Streaming tick data over WebSockets into a Next.js app with custom charting, server components for historical context, and sub-second UI updates.

Building a Real-Time Market Dashboard with Next.js

Most trading dashboards are either Electron apps that eat 4GB of RAM or web apps that lag behind by 30 seconds. I wanted something in between — fast, lightweight, and running in a browser tab.

The Stack

  • Next.js 14 with App Router for the shell and historical data
  • WebSockets for real-time tick data
  • Custom canvas rendering for charts (no D3, no Chart.js)
  • Virtualized tables for order book and trade history

Why Not a Charting Library?

I tried TradingView's lightweight charts, Recharts, and Nivo. They're all fine for dashboards that update every few seconds. But when you're streaming 100+ ticks per second across multiple instruments, the DOM becomes the bottleneck.

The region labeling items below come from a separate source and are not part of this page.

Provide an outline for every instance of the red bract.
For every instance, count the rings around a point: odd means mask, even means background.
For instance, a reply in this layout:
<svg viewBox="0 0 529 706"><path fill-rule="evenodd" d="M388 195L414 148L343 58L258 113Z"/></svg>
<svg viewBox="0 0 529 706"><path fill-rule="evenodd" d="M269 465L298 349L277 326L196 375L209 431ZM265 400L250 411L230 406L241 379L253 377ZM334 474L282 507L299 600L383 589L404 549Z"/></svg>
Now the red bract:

Canvas rendering with a custom draw loop solved this:

function drawCandlestick(ctx: CanvasRenderingContext2D, candle: OHLCV, x: number, width: number) {
  const color = candle.close >= candle.open ? '#22c55e' : '#ef4444';
  ctx.fillStyle = color;

  // Body
  const bodyTop = Math.min(candle.open, candle.close);
  const bodyHeight = Math.abs(candle.close - candle.open);
  ctx.fillRect(x, priceToY(bodyTop), width, Math.max(bodyHeight * scale, 1));

  // Wick
  ctx.fillRect(x + width / 2 - 0.5, priceToY(candle.high), 1, priceToY(candle.low) - priceToY(candle.high));
}

Server Components for Historical Data

The key insight: use React Server Components for anything that doesn't need real-time updates. Historical candles, daily stats, portfolio summary — all rendered on the server, zero client-side JS.

The WebSocket layer only handles the live feed, keeping the client bundle small and the updates fast.